Neben was among the first students to join the school’s then-fledgling HOSA program in 2011 and won a gold medal in the state competition and placed in the top 20 nationally.
“It was exciting to beat the Las Vegas schools at state,” she said. “They have full technical vocational schools where they have entire programs devoted to HOSA disciplines.”
Carson High School is unique in offering all six career clusters, or occupational groupings, including health science, agriculture and natural resources, business and marketing education, hospitality and tourism, information and media technologies, and skilled and technical sciences based on Gov. Sandoval’s Career and Technology Education goals for workforce and economic development. Washoe and Clark Counties have technical academies that specialize in specific fields within certain categories, but not in all of them.
But CTE provided more than career and college preparation for Neben. For her, the CTE program provided her with a community safety net.
“My family was dealing with domestic violence,” she said. “I lived in my car for the first half of my senior year. Those classes kept me going. If I didn’t have a home to go to after school, I worked another game or stayed in the training room.”
Neben received an athletic training internship at Pima Community College in Tucson, AZ, where she lived with her grandparents. She worked 10 to 12 hours a week in the training room and travelled around Arizona and into New Mexico with the football team.

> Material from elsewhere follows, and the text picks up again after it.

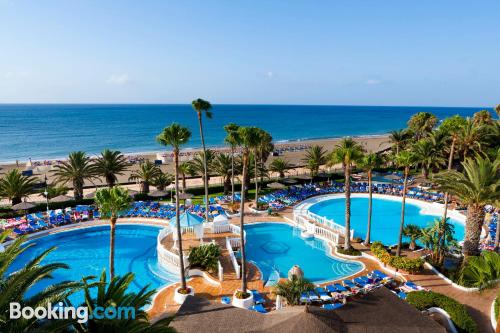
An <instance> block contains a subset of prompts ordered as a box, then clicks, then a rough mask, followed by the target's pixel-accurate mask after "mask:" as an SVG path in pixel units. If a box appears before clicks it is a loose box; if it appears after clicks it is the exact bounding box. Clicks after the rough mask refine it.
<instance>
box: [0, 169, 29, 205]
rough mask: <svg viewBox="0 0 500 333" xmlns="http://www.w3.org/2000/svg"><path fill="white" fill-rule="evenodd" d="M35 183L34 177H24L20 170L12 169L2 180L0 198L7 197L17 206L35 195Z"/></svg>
mask: <svg viewBox="0 0 500 333" xmlns="http://www.w3.org/2000/svg"><path fill="white" fill-rule="evenodd" d="M35 183H36V181H35V179H34V178H33V177H28V176H23V174H22V173H21V172H20V171H19V170H18V169H12V170H10V171H9V172H7V174H6V175H5V176H4V177H3V178H2V179H0V197H5V198H7V199H9V200H10V201H11V203H12V205H16V204H18V203H20V202H21V201H22V199H23V198H25V197H27V196H28V195H30V194H31V193H33V186H34V185H35Z"/></svg>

“I realized that though I loved the medical side of my studies, the sports side wasn’t what I wanted,” she said.
Neben returned to Carson City and attended Western Nevada College, earning her associate’s degree. She attended classes at Truckee Meadows Community College and learned about the Disney College Program. She applied for the program and was one of only 400 people accepted to the Disneyland campus out of 60,000 applicants.
“I took a semester off and lived in Disney company sponsored housing and worked full time at Disneyland,” she said. “I chose to leave the program early because of family issues back home.”

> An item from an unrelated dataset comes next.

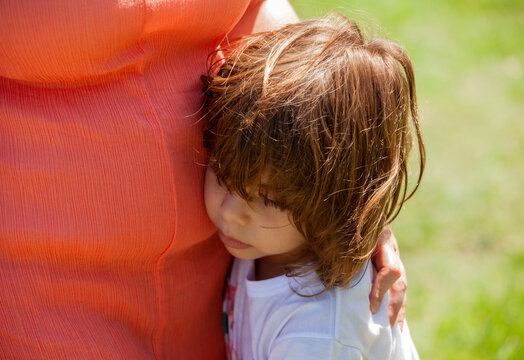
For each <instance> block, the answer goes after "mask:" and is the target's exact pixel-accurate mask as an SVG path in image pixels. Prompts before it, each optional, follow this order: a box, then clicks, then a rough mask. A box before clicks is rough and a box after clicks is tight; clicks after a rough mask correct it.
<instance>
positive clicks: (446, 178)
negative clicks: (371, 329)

Back in Nevada, Neben began attending UNR, pursuing a degree in social work, which she said would give her a wider variety of career options. Neben expects to graduate in spring 2018.
In early 2015, Neben was crowned Miss Carson City on a platform of Victims to Victories: It Starts with a Voice. At 22, she serves as the president of the board of Court Appointed Special Advocates, or CASA, in Carson City.

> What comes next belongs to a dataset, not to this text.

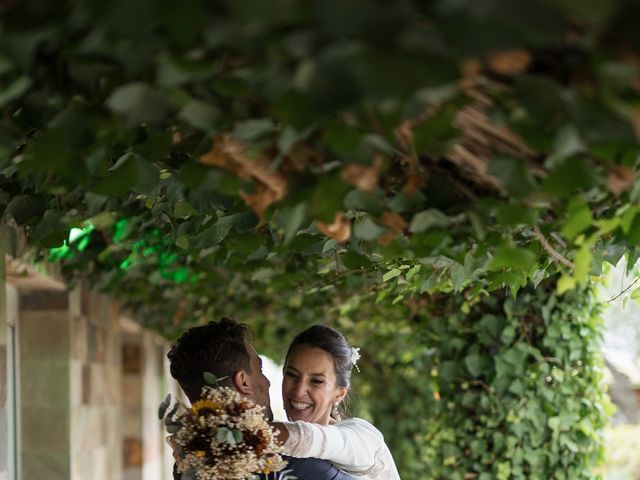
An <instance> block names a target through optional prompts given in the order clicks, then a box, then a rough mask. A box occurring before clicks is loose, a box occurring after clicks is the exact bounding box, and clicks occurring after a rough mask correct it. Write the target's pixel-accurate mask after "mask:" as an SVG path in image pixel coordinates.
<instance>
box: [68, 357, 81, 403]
mask: <svg viewBox="0 0 640 480" xmlns="http://www.w3.org/2000/svg"><path fill="white" fill-rule="evenodd" d="M69 371H70V376H69V402H70V405H71V408H75V407H79V406H80V405H82V362H80V361H78V360H71V364H70V365H69Z"/></svg>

Neben said she feels strongly that getting involved with CTE classes early in her high school career helped her with her development as both a person and a student preparing for college, and is often a guest speaker in Frank Sakelarios’ classes.
“I tell them about my accomplishments and you just know they are judging me, thinking this was all easy for me,” she said. “Then I tell them I lived in my car. Their jaws drop. CTE sports medicine became a home and a family to me.”
Meanwhile, Gabica is moving on to basketball season and preparing for the next HOSA competition in the spring. She said health science is a great career path and students have so many choices.
“I found more life lessons at a public high school than I did at a private school,” she said. “I didn’t need to go to the biggest school to find out who I was. The medical field is in need of people and we can’t do it without growing our research. It can all start with Carson High School and CTE.”
Photos: Carson High School football manager Caroline Gabica tends to Sevon Mandoki on the sidelines of the Carson – Reed playoff game in November. Gabica is a second year student in the CHS Career and Technical Education sports medicine program.
In the second photo, Caroline Gabica, team manager, celebrates Carson High School’s first touchdown in the opening minutes of the playoff game against Reed last month.